Fig 13. Nuclear envelope breakdown in a localized region reveals multiple staining patterns of the nucleoplasm.

(A) Low magnification shows two projections near the nucleus (arrows) that exhibits several light staining regions as if material has been removed. (B) High magnification of a light-staining region shows that the nuclear envelope has been lost (double arrows) and that the nucleoplasm aggregates into small and large particles (arrowheads), some of which may have departed the nucleoplasm to create the lighter staining zones. This structure may represent a nucleus just prior to becoming pyknotic near the organelle-free zone. Day 15 lens about 600 μm from the capsule-fiber cell interface.

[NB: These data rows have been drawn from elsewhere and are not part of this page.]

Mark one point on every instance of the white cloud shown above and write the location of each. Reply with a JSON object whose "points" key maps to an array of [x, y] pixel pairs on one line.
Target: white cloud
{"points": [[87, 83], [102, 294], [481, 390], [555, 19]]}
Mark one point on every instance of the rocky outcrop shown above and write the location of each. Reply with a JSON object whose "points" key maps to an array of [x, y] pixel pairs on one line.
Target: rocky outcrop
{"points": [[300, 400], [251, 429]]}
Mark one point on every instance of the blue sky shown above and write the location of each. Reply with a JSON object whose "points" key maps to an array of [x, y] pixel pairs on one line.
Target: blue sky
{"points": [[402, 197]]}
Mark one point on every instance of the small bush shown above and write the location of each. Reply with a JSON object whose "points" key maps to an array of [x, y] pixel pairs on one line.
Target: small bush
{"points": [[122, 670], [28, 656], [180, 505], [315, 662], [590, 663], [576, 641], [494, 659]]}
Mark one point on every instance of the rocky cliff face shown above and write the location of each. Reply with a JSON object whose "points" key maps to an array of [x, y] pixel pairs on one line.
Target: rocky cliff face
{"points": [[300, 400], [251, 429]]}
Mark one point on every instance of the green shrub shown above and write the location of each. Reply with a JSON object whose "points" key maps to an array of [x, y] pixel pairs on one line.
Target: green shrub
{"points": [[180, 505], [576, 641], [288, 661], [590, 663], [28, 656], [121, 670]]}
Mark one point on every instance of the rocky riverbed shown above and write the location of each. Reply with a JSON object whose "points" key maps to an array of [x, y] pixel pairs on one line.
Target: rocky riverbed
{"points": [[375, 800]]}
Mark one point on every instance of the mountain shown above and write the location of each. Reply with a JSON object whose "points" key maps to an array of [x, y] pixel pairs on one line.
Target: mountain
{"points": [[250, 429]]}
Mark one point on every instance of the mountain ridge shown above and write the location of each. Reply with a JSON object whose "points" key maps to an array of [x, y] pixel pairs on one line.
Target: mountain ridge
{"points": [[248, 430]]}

Fig 14. Nuclear envelope breakdown is accompanied by variable aggregations of remaining components of the nucleoplasm.

(A) Low magnification shows multiple projections close to the nucleus (white arrows) even in the final stages of breakdown of the nuclear envelope. (B) High magnification near the center shows three projections (white arrows) adjacent to the nucleoplasm where there is no remaining nuclear envelope. The nucleoplasm displays different sized aggregates, some near 10–30 nm and others that are larger (arrowheads). Day 15 lens about 700 μm from the capsule-fiber cell interface.

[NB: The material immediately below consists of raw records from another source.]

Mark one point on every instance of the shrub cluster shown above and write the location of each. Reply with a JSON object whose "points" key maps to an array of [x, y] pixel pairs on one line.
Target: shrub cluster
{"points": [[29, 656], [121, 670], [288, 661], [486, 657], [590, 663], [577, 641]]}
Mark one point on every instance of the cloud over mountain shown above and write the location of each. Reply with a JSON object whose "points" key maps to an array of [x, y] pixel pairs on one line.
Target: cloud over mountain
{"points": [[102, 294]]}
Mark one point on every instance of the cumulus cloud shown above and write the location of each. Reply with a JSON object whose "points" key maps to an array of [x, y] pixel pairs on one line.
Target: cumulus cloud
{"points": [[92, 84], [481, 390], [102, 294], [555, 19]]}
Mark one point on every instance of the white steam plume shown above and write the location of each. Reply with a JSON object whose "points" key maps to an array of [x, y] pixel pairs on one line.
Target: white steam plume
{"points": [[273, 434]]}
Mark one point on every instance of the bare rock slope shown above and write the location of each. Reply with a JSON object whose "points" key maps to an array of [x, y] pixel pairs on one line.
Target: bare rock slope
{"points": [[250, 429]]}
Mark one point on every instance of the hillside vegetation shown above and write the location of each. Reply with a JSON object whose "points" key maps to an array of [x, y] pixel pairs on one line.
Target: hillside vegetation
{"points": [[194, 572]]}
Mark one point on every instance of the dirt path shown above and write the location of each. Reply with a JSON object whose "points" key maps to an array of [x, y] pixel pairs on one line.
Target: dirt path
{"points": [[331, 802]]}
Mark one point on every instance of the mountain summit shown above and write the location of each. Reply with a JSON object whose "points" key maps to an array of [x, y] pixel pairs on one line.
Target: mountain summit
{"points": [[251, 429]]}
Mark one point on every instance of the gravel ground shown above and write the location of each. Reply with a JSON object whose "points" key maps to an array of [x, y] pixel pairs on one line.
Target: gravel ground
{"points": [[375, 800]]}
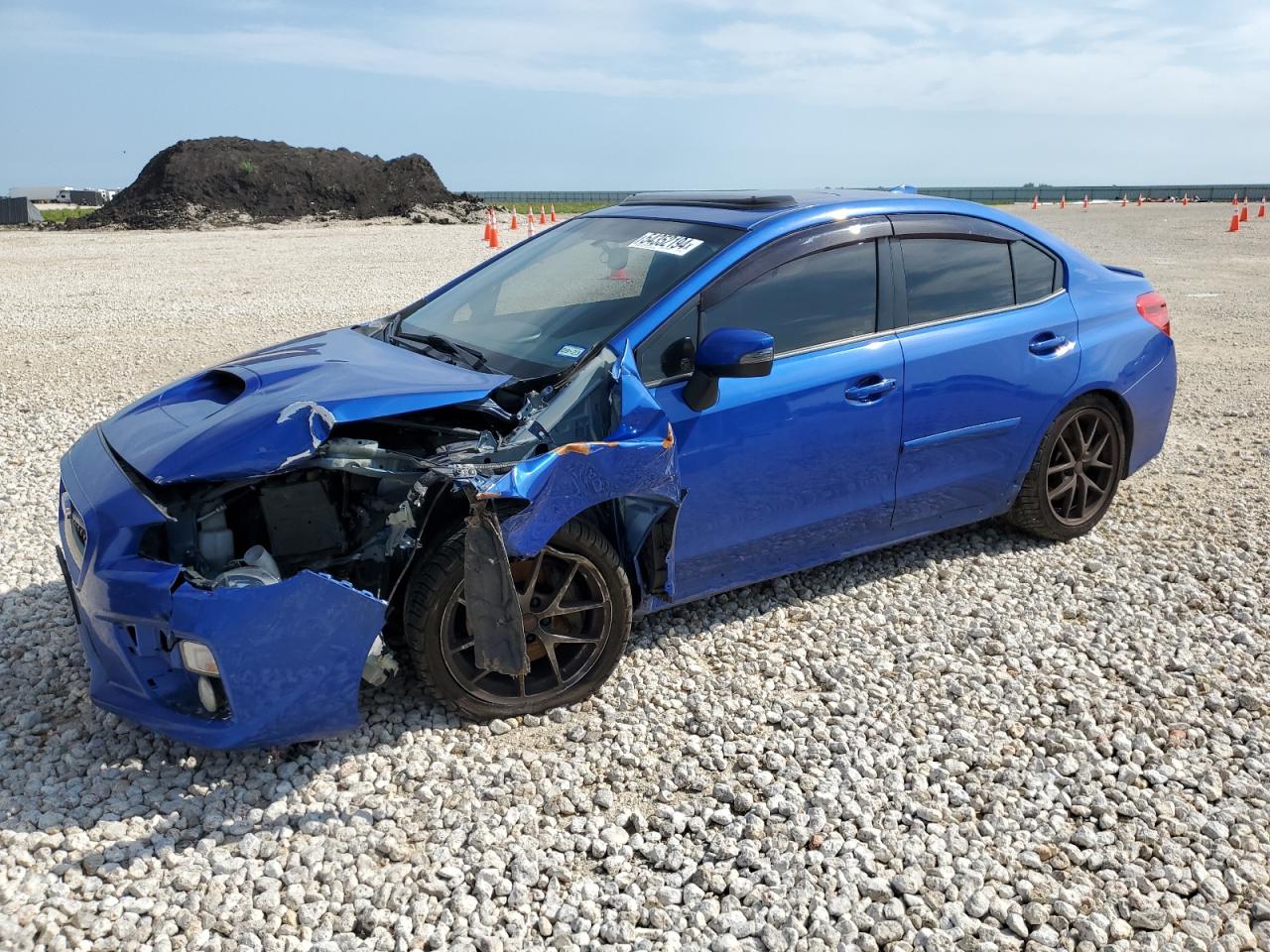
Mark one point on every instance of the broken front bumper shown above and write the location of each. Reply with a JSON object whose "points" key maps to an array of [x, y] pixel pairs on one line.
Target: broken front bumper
{"points": [[290, 654]]}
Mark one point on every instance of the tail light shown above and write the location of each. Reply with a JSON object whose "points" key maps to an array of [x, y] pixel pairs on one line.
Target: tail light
{"points": [[1153, 308]]}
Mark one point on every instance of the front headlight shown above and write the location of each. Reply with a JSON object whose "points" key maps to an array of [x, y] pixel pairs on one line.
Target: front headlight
{"points": [[198, 658]]}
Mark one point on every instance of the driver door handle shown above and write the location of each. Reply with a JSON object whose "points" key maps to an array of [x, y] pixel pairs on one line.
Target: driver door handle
{"points": [[870, 389]]}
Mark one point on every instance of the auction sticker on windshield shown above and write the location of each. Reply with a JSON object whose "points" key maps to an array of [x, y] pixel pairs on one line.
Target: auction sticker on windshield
{"points": [[676, 245]]}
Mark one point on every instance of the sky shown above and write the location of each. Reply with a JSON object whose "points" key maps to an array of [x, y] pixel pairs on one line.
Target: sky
{"points": [[652, 94]]}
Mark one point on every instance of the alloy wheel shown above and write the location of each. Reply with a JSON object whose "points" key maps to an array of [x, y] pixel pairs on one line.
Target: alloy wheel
{"points": [[1082, 467], [567, 612]]}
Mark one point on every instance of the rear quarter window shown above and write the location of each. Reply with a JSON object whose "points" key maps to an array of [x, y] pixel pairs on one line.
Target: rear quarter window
{"points": [[1037, 273], [952, 277]]}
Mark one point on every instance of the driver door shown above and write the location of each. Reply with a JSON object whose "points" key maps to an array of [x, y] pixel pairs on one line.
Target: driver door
{"points": [[795, 468]]}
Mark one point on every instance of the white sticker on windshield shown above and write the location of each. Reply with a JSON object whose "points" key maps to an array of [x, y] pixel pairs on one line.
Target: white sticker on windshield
{"points": [[676, 245]]}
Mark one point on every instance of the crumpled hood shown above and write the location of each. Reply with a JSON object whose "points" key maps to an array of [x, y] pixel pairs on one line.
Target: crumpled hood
{"points": [[267, 411]]}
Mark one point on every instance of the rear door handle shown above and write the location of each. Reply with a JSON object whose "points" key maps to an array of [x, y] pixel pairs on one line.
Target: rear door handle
{"points": [[1049, 344], [870, 389]]}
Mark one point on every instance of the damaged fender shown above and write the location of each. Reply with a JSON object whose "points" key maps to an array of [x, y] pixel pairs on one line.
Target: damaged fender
{"points": [[635, 463], [490, 597]]}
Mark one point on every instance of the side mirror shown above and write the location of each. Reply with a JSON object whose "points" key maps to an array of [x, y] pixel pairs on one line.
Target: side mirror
{"points": [[728, 352]]}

Fig 15. Nuclear remnants have many configurations without the nuclear envelope.

A. and B. Two examples of globular remnants where no trace of the nuclear envelope is visible and yet the nucleoplasm forms micron sized aggregates composed of fine particles that have similar textures to the adjacent cytoplasm. Definitive structural data is not available to characterize the final stages of breakdown except to note that the larger aggregates appear to be shedding small dense particles around the surface (arrows). Note the absence of vesicles, intercellular processes and organelles, as well as the prominent irregular cell shapes in this region within the organelle-free zone. Day 15 lenses about 700 μm from the capsule-fiber cell interface.

Fig 16. Diagram illustrating the steps in the formation of the nuclear excisosome and the breakdown of nuclei based on thin section electron micrographs.

(A) Projections from adjacent cells approach an indented nucleus. Projections from Cell 2 into Cell 1 (red arrows) have a dense core containing an actin network (green lines) and a clathrin-like cap (C, yellow). A segment of smooth endoplasmic reticulum (SER, orange) is often seen adjacent to an initial projection. Mitochondria are usually present (M, tan). Based on the electron micrograph in Fig 11A with one process extended to contact the nuclear envelope. (B) Projections make contact with the outer nuclear envelope forming the initial nuclear degradation complex. The tip has a clathrin-like cap (yellow arrow) and actin microfilaments internally (green lines). The core (red) is similar to adjacent cytoplasm. The outer membrane of this double membrane complex appears to be anchored to the outer nuclear membrane (red lines and arrows) distorting the shape of the perinuclear cisternae (blue). Several multilamellar lipid-rich aggregates (black arrowheads) are located near the base of the complex. Based on the electron micrograph in Fig 6B. (C) Modifications of the complex allow close associations with the inner nuclear membrane to facilitate its degradation. Membrane rearrangements permit the core (red) to contact the nuclear envelope and be contained under the outer nuclear membrane within the perinuclear cisternae (blue). Multilamellar objects are also found within this space (black arrowheads). Nuclear pores (blue arrows) can be found within the complex. Based on electron micrograph in Fig 7B. (D) Remnants of the nucleoplasm, after the nuclear envelope has been degraded. Several processes (red) remain even in the absence of the nuclear envelope. Different types of aggregating components of the nucleoplasm (blue arrows) are observed. This type of remnant may represent a pyknotic nuclear fragment as reported in the early literature. Based on the electron micrograph in Fig 14A.